NAIROBI, Kenya, Sept 14 – The fresh Presidential election slotted for October 17 will not have a significant impact on the economy.
Central Bank of Kenya Governor Patrick Njoroge says that barring any unforeseen circumstances, the markets have already shown resilience as indicated post-August 8th.
“The markets have actually reacted very favourably. Yes, there were shocks in the market, but I think we are more worried about things that may not take place,” said Njoroge, who was speaking during the third annual East Africa Investor conference in Nairobi.
On September 1st, the Supreme Court nullified the August 8th presidential election which triggered a circuit breaker at the Nairobi Securities Exchange with the market losing over Sh50 billion in about 10 minutes.

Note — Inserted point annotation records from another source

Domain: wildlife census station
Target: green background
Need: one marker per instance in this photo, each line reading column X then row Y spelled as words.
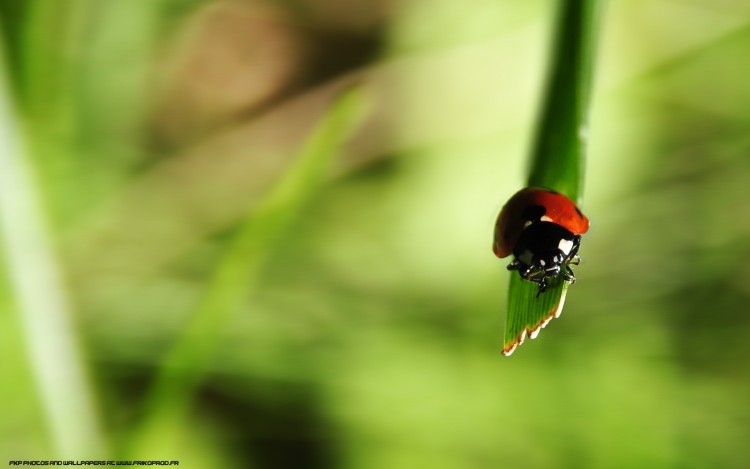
column 367, row 332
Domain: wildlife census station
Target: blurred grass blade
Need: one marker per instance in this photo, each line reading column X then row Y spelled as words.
column 558, row 158
column 237, row 270
column 41, row 299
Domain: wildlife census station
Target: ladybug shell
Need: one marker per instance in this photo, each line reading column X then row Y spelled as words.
column 534, row 204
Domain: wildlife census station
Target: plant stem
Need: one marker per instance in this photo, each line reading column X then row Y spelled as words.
column 34, row 272
column 558, row 159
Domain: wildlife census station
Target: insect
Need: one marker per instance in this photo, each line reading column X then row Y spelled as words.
column 542, row 229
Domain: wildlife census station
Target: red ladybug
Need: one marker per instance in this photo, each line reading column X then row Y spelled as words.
column 542, row 229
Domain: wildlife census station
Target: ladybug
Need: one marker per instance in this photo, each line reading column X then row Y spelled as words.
column 542, row 229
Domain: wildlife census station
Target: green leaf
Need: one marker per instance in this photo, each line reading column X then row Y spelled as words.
column 558, row 158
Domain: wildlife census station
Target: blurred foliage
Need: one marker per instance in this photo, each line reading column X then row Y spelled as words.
column 372, row 336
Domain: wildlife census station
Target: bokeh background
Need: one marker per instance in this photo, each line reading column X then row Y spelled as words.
column 367, row 332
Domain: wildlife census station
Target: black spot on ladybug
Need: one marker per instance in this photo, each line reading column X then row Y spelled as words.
column 533, row 212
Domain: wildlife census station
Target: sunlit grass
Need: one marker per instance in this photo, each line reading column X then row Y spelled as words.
column 558, row 159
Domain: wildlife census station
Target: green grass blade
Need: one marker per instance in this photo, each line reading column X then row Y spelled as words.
column 558, row 158
column 184, row 368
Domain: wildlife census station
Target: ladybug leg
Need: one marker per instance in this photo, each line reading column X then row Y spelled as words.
column 542, row 286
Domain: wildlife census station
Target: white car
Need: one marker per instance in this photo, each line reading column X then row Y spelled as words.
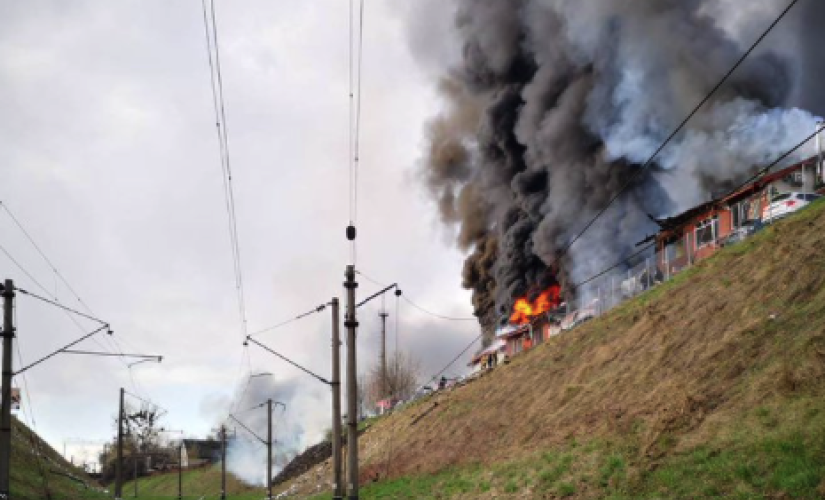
column 785, row 204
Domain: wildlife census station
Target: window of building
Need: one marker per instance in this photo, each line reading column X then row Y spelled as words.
column 741, row 213
column 675, row 250
column 707, row 231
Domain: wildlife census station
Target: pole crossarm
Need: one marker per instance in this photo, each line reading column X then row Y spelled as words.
column 377, row 294
column 146, row 357
column 296, row 365
column 247, row 429
column 61, row 306
column 63, row 349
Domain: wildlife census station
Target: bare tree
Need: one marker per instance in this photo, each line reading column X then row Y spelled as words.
column 402, row 375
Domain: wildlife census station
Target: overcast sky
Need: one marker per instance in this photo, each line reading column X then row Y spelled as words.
column 109, row 159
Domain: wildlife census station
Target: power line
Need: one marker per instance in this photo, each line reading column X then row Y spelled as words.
column 219, row 105
column 34, row 280
column 57, row 273
column 354, row 125
column 426, row 311
column 317, row 309
column 436, row 315
column 614, row 266
column 61, row 306
column 633, row 178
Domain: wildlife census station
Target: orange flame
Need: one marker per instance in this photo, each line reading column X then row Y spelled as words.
column 524, row 310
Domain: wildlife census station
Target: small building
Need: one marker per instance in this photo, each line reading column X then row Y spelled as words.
column 699, row 232
column 497, row 350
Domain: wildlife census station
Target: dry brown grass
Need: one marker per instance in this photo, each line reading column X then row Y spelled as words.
column 672, row 369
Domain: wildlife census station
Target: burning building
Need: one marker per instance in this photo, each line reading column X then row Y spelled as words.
column 553, row 106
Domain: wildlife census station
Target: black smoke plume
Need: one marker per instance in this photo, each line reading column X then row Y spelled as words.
column 555, row 104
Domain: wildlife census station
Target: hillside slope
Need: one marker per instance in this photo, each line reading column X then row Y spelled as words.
column 50, row 477
column 710, row 385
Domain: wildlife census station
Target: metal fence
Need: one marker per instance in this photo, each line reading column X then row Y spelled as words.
column 636, row 275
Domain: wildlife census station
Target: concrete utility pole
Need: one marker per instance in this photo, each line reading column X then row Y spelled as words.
column 5, row 413
column 269, row 449
column 335, row 383
column 351, row 323
column 119, row 462
column 385, row 386
column 223, row 462
column 180, row 470
column 134, row 457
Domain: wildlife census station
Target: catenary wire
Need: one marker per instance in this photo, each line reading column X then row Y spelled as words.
column 407, row 299
column 112, row 343
column 633, row 178
column 46, row 291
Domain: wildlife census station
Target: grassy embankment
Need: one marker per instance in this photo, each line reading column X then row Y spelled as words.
column 33, row 479
column 711, row 385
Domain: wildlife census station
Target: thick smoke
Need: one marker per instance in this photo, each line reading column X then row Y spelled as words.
column 246, row 456
column 555, row 105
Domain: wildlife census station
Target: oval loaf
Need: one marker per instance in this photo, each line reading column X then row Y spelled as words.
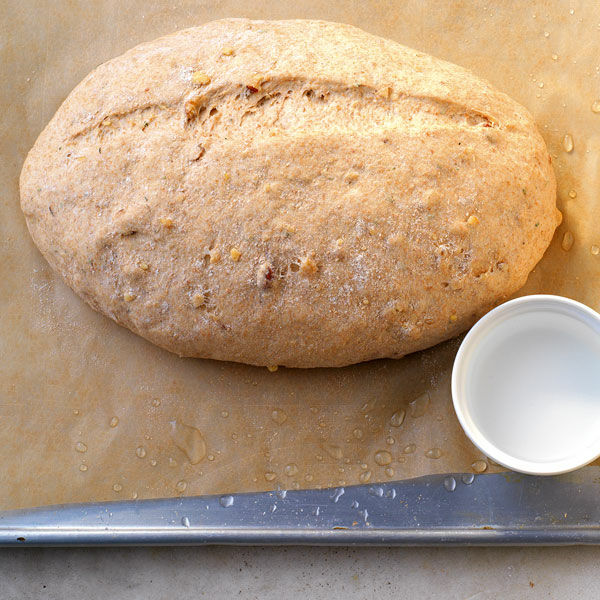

The landmark judgement was made following a petion filled by Opposition leader Raila Odinga disputing the outcome of the election which had seen President Uhuru Kenyatta declared the winner.
The market had reacted favourably following President Kenyatta’s re-election, with the security and economic situation remaining stable.
However, after the court nullified his election, the currency dropped – trading 0.2 percent weaker against the dollar while shares tumbled.
Despite the initial shocks experienced at the market, analysts have said that ultimately, the supreme court decision will be for the good of the economy in the long run. Cytonn Investments Chief Executive Edwin Dande for instance said that the decision has raised the country’s profile with regard to constitutionalism, the rule of law and has reduced the country’s political risk.
“In the long term, the Supreme Court decision will be seen as strengthening Kenya’s institutions, an important step forward for the overall development of the country,” Chief Africa economist at Standard Chartered Plc Razia Khan said.